Sandhoff disease is a rare, inherited neurodegenerative disorder. It belongs to a group of conditions known as lysosomal storage diseases. These disorders occur when lysosomes, cellular compartments responsible for waste breakdown, do not function correctly. Sandhoff disease primarily affects the brain and spinal cord, leading to progressive damage.
The Genetic Basis of Sandhoff Disease
Sandhoff disease stems from changes within the HEXB gene. This gene contains instructions for producing components of two related enzymes: beta-hexosaminidase A and B. Mutations in the HEXB gene result in a significant reduction or complete absence of these enzymes.
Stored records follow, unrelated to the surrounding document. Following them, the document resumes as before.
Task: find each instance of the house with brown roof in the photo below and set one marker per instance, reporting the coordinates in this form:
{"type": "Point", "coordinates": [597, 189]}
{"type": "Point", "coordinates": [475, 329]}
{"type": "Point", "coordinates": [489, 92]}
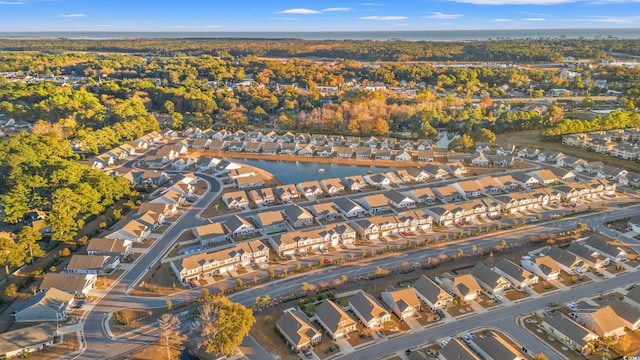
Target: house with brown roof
{"type": "Point", "coordinates": [134, 231]}
{"type": "Point", "coordinates": [455, 350]}
{"type": "Point", "coordinates": [262, 196]}
{"type": "Point", "coordinates": [209, 233]}
{"type": "Point", "coordinates": [332, 186]}
{"type": "Point", "coordinates": [569, 332]}
{"type": "Point", "coordinates": [374, 204]}
{"type": "Point", "coordinates": [324, 211]}
{"type": "Point", "coordinates": [236, 200]}
{"type": "Point", "coordinates": [249, 182]}
{"type": "Point", "coordinates": [220, 261]}
{"type": "Point", "coordinates": [543, 266]}
{"type": "Point", "coordinates": [431, 294]}
{"type": "Point", "coordinates": [271, 221]}
{"type": "Point", "coordinates": [48, 305]}
{"type": "Point", "coordinates": [568, 262]}
{"type": "Point", "coordinates": [422, 195]}
{"type": "Point", "coordinates": [348, 207]}
{"type": "Point", "coordinates": [237, 226]}
{"type": "Point", "coordinates": [591, 258]}
{"type": "Point", "coordinates": [447, 193]}
{"type": "Point", "coordinates": [297, 216]}
{"type": "Point", "coordinates": [297, 330]}
{"type": "Point", "coordinates": [491, 281]}
{"type": "Point", "coordinates": [403, 302]}
{"type": "Point", "coordinates": [465, 287]}
{"type": "Point", "coordinates": [310, 189]}
{"type": "Point", "coordinates": [368, 310]}
{"type": "Point", "coordinates": [15, 343]}
{"type": "Point", "coordinates": [92, 264]}
{"type": "Point", "coordinates": [518, 276]}
{"type": "Point", "coordinates": [286, 193]}
{"type": "Point", "coordinates": [334, 320]}
{"type": "Point", "coordinates": [492, 345]}
{"type": "Point", "coordinates": [74, 284]}
{"type": "Point", "coordinates": [354, 183]}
Hexosaminidase A and B break down a fatty substance called GM2 ganglioside. Without these enzymes, GM2 ganglioside accumulates to toxic levels in neurons of the brain and spinal cord. This buildup destroys nerve cells, causing neurological symptoms. Sandhoff disease follows an autosomal recessive inheritance pattern, meaning an individual must inherit two copies of the mutated HEXB gene, one from each parent, to develop the condition. Parents carrying one mutated gene copy typically do not show symptoms.
Signs and Progression
Sandhoff disease symptoms vary by form, categorized by age of onset. The classic infantile form is the most common and severe, with symptoms appearing between 3 and 6 months. Infants often experience a loss of previously acquired motor skills, such as the ability to sit or crawl, and exhibit an exaggerated startle response to loud noises. Seizures commonly develop as the disease progresses, and a distinctive “cherry-red spot” on the retina can often be identified during an eye examination.
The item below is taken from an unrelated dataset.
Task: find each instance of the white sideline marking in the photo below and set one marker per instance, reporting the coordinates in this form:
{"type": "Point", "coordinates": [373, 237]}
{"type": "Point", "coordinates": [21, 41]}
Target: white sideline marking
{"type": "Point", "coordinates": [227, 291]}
The juvenile form of Sandhoff disease presents later, usually between ages 1 and 10, with a slower progression of symptoms. Children may experience difficulties with coordination, muscle weakness, and challenges with speech. In the late-onset or adult form, symptoms appear even later in life and progress at a much slower pace. These individuals might experience clumsiness, muscle weakness, and psychiatric symptoms.
Diagnosis and Medical Evaluation
Sandhoff disease is suspected when characteristic clinical symptoms are present. The definitive diagnostic test involves a biochemical enzyme assay, which measures the activity levels of hexosaminidase A and B enzymes. This test is typically performed using a blood sample or a skin biopsy. In individuals with Sandhoff disease, the activity of both hexosaminidase A and B enzymes is found to be severely reduced.
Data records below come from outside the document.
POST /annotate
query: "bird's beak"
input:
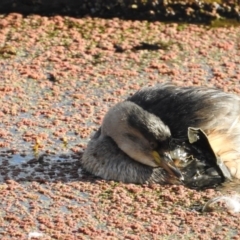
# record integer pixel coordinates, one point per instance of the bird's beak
(165, 161)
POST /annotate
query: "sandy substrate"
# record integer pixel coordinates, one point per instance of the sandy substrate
(59, 75)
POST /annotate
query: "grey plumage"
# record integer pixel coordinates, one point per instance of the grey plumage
(160, 109)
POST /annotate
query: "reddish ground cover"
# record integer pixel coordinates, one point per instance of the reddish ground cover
(59, 75)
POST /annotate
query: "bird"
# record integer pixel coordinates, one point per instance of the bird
(147, 138)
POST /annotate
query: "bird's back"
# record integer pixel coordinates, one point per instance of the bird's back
(214, 111)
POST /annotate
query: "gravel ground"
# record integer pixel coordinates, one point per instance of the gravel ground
(59, 76)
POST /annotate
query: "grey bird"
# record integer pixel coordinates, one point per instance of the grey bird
(137, 136)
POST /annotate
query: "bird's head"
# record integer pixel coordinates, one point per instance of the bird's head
(141, 135)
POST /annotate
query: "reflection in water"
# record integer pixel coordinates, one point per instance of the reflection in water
(230, 186)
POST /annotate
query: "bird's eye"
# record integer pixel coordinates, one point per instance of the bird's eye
(153, 145)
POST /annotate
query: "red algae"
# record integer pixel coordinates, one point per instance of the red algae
(59, 77)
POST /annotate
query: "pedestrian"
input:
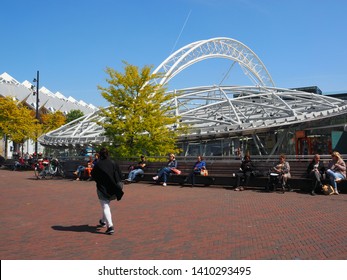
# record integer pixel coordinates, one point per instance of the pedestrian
(280, 173)
(336, 170)
(107, 176)
(315, 171)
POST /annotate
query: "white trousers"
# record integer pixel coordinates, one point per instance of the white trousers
(106, 212)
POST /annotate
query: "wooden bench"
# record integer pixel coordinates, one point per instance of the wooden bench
(152, 168)
(222, 172)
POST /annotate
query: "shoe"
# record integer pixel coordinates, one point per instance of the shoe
(110, 231)
(101, 223)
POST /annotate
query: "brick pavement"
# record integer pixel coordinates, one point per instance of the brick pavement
(56, 219)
To confirm the diagnosis and identify the specific genetic cause, molecular genetic testing is performed. This testing analyzes the HEXB gene to pinpoint the exact mutations responsible for the enzyme deficiency. For prospective parents with a family history of the disease, prenatal diagnosis through amniocentesis or chorionic villus sampling is available to determine if the fetus is affected. Additionally, carrier screening can identify individuals who carry one copy of the mutated gene, informing family planning decisions.
Management and Supportive Care
Currently, there is no curative treatment for Sandhoff disease, and management focuses on alleviating symptoms and enhancing the quality of life for affected individuals. A multidisciplinary team approach addresses the diverse needs arising from the disease’s progression. Nutritional support, including feeding tubes, ensures adequate caloric intake and prevents aspiration pneumonia.
Physical therapy helps manage muscle stiffness and maintain mobility, while occupational therapy assists with daily living activities. Medications, such as anticonvulsants, control seizures, a common neurological symptom. Respiratory care manages lung infections and breathing difficulties, which can become more pronounced as the disease progresses. Researchers continue to explore potential therapies, including gene therapy and enzyme replacement therapy, offering hope for future treatment options.